High school students will receive a strengthened civics curriculum that compares 20th-century communism/totalitarianism with U.S. democratic principles, increasing historical knowledge and civic awareness.
High school students will gain access to firsthand testimony and oral histories (“Portraits in Patriotism”), making human-rights abuses and historical experiences more tangible and engaging.
Teachers, schools, parents, and local education agencies will receive clearer federal guidance, resources, and support to develop and implement the new civics curriculum, easing classroom adoption.
Students and teachers may face a narrowed curriculum because the law emphasizes a specific ideological framing (dangers of communism/totalitarianism), reducing balanced coverage of other perspectives.
Public schools could see increased politicization and local controversy as mandated content focuses on charged ideological claims and foreign-government actions, potentially diverting class time and eroding classroom neutrality.
Developing, updating, and disseminating new curriculum materials and oral histories will create administrative burdens and costs for the Foundation, state/local education agencies, and schools, with budgetary impacts for taxpayers.
Based on analysis of 4 sections of legislative text.

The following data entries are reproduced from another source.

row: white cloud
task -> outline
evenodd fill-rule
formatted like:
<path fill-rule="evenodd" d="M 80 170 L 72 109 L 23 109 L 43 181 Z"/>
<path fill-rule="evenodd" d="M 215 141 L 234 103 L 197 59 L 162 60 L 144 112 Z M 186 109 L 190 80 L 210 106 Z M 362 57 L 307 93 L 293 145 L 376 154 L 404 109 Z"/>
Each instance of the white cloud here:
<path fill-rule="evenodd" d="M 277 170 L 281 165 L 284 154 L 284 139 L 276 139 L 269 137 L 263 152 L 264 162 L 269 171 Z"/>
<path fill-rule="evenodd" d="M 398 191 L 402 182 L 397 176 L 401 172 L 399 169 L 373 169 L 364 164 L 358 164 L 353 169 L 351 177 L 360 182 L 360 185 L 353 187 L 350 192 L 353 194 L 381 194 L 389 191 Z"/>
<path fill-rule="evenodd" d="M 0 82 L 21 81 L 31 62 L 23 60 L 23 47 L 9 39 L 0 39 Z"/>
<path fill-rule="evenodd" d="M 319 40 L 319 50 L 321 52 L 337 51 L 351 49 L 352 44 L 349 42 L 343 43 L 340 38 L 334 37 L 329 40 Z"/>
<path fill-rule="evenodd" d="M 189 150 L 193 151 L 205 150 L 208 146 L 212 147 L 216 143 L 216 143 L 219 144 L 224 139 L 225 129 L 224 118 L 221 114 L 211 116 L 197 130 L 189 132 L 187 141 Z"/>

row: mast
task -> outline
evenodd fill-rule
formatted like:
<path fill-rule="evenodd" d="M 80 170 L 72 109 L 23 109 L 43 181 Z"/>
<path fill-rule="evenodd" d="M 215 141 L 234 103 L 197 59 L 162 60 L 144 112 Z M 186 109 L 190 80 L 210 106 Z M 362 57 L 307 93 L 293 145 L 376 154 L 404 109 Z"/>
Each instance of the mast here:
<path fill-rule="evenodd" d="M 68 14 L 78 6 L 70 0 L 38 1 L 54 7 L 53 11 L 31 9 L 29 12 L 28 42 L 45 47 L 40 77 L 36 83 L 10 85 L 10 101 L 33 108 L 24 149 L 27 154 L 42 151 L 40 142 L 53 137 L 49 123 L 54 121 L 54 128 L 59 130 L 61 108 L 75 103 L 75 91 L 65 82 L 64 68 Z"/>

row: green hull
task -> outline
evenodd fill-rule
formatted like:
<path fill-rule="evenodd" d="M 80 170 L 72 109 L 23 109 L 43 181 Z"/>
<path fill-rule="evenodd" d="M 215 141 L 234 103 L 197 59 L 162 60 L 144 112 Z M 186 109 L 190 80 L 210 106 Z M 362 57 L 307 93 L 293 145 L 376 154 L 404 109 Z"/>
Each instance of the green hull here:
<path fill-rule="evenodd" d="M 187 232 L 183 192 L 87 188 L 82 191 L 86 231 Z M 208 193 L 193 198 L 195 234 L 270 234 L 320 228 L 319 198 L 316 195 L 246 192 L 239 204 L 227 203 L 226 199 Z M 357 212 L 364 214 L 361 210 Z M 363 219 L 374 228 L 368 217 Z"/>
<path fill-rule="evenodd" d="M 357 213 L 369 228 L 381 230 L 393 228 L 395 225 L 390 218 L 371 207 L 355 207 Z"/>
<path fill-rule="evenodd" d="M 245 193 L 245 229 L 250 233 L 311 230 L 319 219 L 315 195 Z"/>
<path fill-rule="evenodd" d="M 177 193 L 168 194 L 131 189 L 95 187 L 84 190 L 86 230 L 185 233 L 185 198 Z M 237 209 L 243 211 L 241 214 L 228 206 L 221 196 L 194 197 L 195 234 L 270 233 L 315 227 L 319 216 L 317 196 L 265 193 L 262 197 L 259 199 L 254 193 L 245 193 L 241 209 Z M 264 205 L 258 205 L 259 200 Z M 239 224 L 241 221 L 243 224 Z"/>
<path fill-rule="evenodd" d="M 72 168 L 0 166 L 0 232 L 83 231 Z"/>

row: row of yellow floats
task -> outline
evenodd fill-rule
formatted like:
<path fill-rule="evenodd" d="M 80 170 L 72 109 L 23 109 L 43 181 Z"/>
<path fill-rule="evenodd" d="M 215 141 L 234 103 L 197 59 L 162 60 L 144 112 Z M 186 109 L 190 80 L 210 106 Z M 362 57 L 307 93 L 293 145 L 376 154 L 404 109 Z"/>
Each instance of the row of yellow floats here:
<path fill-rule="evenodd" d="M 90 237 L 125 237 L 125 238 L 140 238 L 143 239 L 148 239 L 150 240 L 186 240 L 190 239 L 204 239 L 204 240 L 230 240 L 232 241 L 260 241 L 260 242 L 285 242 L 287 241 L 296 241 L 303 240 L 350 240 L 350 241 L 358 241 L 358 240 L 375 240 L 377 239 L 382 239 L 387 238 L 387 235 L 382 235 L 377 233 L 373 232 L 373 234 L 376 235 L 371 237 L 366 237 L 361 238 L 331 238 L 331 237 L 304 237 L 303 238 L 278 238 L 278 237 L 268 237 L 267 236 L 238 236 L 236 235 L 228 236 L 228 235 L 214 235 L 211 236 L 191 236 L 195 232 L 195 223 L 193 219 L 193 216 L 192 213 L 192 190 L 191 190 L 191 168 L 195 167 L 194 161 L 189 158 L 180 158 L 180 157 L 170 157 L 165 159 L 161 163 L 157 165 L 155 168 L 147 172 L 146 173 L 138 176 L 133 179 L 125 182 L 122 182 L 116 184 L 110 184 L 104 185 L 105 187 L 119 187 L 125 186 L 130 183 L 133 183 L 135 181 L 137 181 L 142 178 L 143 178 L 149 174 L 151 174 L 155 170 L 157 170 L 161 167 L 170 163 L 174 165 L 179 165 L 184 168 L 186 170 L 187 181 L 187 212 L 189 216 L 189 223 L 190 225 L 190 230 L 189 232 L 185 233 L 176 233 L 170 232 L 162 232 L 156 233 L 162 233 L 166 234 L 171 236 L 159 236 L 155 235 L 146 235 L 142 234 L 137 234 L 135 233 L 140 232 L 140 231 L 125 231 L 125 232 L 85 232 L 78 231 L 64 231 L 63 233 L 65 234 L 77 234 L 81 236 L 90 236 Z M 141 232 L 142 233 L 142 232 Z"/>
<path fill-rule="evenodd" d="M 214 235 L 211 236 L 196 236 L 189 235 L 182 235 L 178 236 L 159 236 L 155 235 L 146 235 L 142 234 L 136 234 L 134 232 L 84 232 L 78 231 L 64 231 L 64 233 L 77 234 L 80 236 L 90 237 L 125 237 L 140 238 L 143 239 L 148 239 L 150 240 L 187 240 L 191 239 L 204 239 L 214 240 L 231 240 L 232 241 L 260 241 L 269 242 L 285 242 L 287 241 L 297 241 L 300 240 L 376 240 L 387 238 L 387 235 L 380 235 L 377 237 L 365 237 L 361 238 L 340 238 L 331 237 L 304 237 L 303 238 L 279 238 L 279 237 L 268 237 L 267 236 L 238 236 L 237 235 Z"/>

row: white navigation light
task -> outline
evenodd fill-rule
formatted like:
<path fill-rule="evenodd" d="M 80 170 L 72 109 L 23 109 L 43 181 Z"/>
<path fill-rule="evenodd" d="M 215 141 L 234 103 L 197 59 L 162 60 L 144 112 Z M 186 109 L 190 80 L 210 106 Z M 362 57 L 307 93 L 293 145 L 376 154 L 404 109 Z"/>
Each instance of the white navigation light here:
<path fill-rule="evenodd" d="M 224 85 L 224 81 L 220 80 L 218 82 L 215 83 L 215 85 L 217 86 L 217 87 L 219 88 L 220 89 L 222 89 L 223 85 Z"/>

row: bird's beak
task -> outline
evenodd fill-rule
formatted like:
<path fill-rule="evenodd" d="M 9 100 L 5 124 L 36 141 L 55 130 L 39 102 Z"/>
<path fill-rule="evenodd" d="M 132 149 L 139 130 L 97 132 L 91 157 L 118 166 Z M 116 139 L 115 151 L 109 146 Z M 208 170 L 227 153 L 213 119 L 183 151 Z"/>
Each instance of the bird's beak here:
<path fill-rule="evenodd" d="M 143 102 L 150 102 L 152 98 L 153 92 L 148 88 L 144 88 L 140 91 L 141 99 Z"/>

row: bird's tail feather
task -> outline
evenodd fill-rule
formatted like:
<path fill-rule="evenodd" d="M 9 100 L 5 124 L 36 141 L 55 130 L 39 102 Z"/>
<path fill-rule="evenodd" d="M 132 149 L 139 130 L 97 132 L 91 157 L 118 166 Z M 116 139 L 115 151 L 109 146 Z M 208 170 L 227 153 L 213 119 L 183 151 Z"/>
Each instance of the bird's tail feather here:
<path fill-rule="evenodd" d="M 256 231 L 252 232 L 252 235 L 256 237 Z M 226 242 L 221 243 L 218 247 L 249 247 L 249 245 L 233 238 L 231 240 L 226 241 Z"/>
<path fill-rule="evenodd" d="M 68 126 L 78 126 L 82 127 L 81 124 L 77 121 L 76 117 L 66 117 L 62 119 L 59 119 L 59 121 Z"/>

Directs a federal memorial foundation to produce and distribute a high-school civic curriculum and oral-history resources teaching the harms of communism and comparing ideologies with U.S. principles.
Introduced March 11, 2025 by Maria Elvira Salazar · Last progress March 11, 2025
Requires the Victims of Communism Memorial Foundation to create and share a high-school civic education curriculum and oral-history materials that teach the harms of communism and compare it with U.S. political ideals. The curriculum must state that communism caused over 100,000,000 deaths and that about 1,500,000,000 people live under communism, cover past and ongoing regimes and human-rights abuses (including treatment of Uyghurs and actions related to Hong Kong and Taiwan), be periodically updated, accessible, and usable across different course types; the Foundation must also work with state and local education leaders to promote use of these resources. Existing statutory education definitions from the Elementary and Secondary Education Act apply to terms used in the law.